# **Genetic Algorithm demonstration using TSP** 
###### Problem statement - Use genetic algorithms to solve the Travelling Salesperson Problem (TSP) on a large fully connected graph (about 50 nodes)
Created by : Abhishek Singh Dhadwal 


**NOTE - Press Ctrl + F9 to run all code snippets (in Colab)**

TSP - Given a set of cities and distances between every pair of cities, find the shortest way of visiting all the cities exactly once and returning to the starting city.

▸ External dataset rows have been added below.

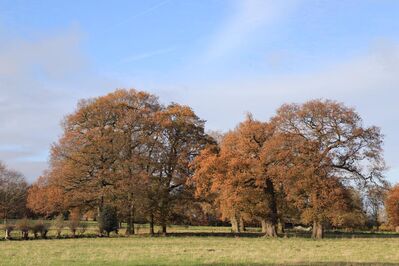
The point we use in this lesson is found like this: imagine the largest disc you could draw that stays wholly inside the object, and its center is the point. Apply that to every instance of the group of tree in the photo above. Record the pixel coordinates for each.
(130, 158)
(308, 164)
(124, 151)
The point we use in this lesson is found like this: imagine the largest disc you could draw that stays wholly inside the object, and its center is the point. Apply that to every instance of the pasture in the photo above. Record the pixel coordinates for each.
(203, 246)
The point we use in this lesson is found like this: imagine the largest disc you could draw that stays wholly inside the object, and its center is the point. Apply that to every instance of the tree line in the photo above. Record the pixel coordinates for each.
(313, 164)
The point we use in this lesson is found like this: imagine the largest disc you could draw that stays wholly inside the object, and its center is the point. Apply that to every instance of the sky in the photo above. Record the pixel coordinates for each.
(224, 58)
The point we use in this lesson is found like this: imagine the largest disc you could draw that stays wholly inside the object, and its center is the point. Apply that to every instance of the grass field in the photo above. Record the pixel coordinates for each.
(205, 246)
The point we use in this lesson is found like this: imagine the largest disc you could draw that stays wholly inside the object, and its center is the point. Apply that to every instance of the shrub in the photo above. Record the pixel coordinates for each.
(24, 226)
(41, 228)
(8, 228)
(108, 220)
(59, 224)
(82, 228)
(73, 225)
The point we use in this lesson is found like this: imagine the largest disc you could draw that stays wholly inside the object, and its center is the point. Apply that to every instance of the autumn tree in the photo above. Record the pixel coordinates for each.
(329, 149)
(374, 203)
(237, 178)
(45, 198)
(392, 206)
(13, 192)
(180, 138)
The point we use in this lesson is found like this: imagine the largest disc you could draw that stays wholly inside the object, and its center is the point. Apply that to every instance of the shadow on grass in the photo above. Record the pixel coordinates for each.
(288, 234)
(307, 263)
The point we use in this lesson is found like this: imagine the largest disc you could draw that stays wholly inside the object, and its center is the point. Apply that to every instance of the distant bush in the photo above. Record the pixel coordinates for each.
(74, 222)
(108, 220)
(59, 224)
(8, 228)
(82, 228)
(24, 226)
(40, 228)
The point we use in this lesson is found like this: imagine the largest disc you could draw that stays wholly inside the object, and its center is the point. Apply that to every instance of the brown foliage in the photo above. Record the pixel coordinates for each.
(392, 205)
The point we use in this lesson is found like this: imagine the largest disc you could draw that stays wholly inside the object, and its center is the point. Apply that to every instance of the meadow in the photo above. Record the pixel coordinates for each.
(203, 246)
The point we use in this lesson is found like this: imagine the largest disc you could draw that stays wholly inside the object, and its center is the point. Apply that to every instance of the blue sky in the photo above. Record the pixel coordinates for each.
(222, 57)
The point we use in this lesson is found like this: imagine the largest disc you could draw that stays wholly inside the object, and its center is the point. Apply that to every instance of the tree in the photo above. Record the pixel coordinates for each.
(13, 192)
(329, 149)
(392, 206)
(108, 220)
(237, 178)
(374, 200)
(180, 138)
(45, 198)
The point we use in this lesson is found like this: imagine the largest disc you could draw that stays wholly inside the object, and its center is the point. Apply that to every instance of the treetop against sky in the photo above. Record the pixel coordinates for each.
(222, 58)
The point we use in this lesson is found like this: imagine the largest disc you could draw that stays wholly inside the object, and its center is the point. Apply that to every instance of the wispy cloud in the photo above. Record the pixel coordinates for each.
(368, 82)
(146, 55)
(138, 14)
(247, 17)
(40, 82)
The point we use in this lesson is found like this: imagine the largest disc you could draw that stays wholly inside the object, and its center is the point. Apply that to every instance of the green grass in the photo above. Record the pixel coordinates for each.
(199, 251)
(203, 245)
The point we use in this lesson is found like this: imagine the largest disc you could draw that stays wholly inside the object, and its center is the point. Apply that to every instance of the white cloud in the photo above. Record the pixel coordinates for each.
(369, 83)
(40, 82)
(248, 16)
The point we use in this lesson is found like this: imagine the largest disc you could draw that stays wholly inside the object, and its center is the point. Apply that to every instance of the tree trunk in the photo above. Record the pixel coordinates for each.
(263, 224)
(280, 227)
(269, 228)
(318, 230)
(152, 224)
(8, 236)
(242, 225)
(271, 222)
(234, 224)
(130, 221)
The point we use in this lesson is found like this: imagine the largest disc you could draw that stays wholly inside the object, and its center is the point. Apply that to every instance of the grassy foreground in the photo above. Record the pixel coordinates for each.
(200, 251)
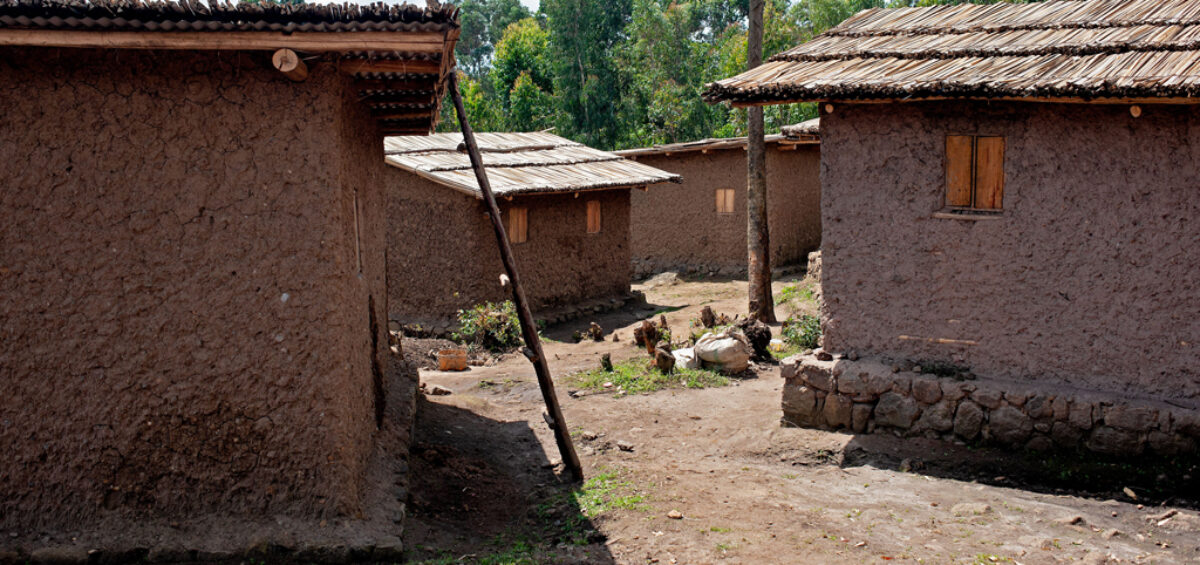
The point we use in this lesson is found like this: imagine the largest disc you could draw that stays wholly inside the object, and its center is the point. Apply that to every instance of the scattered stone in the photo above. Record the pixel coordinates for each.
(438, 390)
(927, 391)
(967, 420)
(897, 410)
(970, 509)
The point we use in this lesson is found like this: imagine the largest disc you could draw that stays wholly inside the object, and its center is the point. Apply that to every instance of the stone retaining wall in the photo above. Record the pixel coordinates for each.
(867, 396)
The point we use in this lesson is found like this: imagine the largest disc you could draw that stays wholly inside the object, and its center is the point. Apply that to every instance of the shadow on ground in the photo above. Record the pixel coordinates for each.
(1152, 480)
(483, 491)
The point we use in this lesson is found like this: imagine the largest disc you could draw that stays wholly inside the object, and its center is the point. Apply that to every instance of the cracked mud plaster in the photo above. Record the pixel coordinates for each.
(1090, 278)
(677, 226)
(443, 254)
(157, 208)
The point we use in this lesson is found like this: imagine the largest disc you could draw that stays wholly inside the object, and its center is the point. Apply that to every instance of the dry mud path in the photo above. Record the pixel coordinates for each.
(748, 490)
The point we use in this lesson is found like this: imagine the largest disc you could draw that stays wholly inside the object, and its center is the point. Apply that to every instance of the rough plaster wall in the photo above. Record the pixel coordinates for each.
(677, 226)
(162, 205)
(1090, 278)
(443, 254)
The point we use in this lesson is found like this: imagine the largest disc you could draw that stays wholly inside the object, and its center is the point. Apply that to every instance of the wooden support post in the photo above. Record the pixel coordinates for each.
(761, 304)
(528, 329)
(289, 64)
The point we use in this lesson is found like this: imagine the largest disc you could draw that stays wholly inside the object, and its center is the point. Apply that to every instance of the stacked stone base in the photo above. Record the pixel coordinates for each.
(871, 397)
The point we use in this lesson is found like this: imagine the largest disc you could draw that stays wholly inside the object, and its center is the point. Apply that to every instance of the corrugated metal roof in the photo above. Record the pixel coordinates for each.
(713, 144)
(519, 163)
(1056, 49)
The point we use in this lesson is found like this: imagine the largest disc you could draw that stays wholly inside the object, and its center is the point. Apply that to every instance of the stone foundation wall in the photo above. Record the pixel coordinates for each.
(864, 396)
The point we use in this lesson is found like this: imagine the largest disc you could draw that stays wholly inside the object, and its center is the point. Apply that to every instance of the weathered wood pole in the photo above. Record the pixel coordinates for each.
(528, 329)
(762, 305)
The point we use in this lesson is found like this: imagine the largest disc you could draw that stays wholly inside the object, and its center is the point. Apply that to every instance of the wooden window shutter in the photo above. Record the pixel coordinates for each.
(593, 216)
(725, 200)
(989, 173)
(959, 174)
(519, 224)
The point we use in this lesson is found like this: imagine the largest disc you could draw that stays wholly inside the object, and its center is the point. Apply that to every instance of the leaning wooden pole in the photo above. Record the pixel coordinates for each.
(528, 329)
(762, 306)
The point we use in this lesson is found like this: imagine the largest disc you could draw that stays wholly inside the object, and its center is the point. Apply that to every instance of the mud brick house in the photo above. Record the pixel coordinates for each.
(565, 209)
(192, 325)
(700, 224)
(1009, 193)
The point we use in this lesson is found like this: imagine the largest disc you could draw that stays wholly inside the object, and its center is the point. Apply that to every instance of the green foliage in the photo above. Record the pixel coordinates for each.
(803, 331)
(639, 376)
(490, 326)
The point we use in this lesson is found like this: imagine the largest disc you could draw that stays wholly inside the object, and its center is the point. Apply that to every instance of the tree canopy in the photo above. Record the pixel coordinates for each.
(627, 73)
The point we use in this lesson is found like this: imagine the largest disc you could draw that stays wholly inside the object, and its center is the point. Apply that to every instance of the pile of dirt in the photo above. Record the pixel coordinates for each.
(424, 352)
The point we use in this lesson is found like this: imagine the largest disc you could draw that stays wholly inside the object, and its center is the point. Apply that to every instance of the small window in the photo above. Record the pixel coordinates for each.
(975, 173)
(519, 224)
(593, 216)
(725, 200)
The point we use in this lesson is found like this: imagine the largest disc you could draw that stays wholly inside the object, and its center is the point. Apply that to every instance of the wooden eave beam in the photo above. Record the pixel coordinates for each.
(1042, 100)
(301, 41)
(388, 66)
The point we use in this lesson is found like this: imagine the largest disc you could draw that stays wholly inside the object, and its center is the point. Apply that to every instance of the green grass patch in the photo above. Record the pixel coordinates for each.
(639, 376)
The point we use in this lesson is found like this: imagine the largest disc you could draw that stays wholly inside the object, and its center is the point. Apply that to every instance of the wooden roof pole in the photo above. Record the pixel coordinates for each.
(528, 329)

# Pre-preparation command for colab instance : 

Run to import dependencies into the project.

In [None]:
import math
import random
from timeit import default_timer as timer # Used for timing data
from tqdm import tqdm
import matplotlib.pyplot as plt

#Input Generation :
We generate the input for our program by creating unique co-ordinates having values ranging from 1 to 1000 (both x and y) via pseudorandom number generators.
We find out out the Euclidean distances between all of them and store them in our matrix.

Distances are generated in this manner in order to satisfy triangle inequalities, allowing our heuristic to perform better.

i/p : numV, number of vertices required

o/p : Tgraph, a numV x numV matrix containing distances between all the points, such that Tgraph[i][j] gives distance from the ith point to the jth point

In [None]:
def randomIPGen(numV):
  #numV = int(input("Enter the number of vertices required for input graph :"))
  indiceDict = {} # Checks for duplicate indices
  coordlist = [] # Stores randomly generated co-ordinates
  for i in range(numV):
    r1 = random.randint(1, 1000)
    r2 = random.randint(1, 1000)
    if r1 not in indiceDict.keys() :
      while r1 not in indiceDict.keys() :
        r1 = random.randint(1, 1000)
        r2 = random.randint(1, 1000)
        indiceDict[r1] = r2
    coordlist.append([r1,r2])
  Tgraph = [[-1 for i in range(numV)] for j in range(numV)]
  for i in range(numV):
    for j in range(numV):
      if Tgraph[i][j] == -1:
        # Eucledian distance
        Tgraph[i][j] = math.sqrt( ((coordlist[i][0]-coordlist[j][0])**2)+((coordlist[i][1]-coordlist[j][1])**2)) 
        Tgraph[j][i] = Tgraph[i][j]
  print("\nRandomly generated graph of ",numV,"vertices :")
  for i in Tgraph :
    print(i)
  print()
  return Tgraph
#distMatrix = randomIPGen(5)

#Population creation :
A member of the population is defined as a random sampling of all the city indices present, i.e a randomly generated route from city 0, traversing through all the cities, and returning to the city of origin itself.

We run a for loop to generate the required number of input samples

Function: createPopulation

i/p : numCities(number of cities present in the list),numPop(number of members required to be created)

o/p : population(list of lists, with each sub-list containing one randomly generated route)

In [None]:
import random
def createPopulation(numCities,numPop):
  cityList = [i for i in range(1,numCities)]
  population = []
  for i in range(numPop):
    currSample = [0]
    # Generates a random route as input via sampling
    # Note : For smaller number of inputs identical routes may get generated
    currSample.extend(random.sample(cityList, len(cityList)))
    currSample.append(0)
    population.append(currSample)
  print("Population generated :")
  for i in population :
    print(i)
  return population
#pop = (createPopulation(5,5))

#Fitness function :
We define our fitness function as the inverse of the total distance covered by our route

function : fitness()

i/p : path(a list of indices satisfying the hamiltonian cycle property),distMatrix(data containing the distance matrix)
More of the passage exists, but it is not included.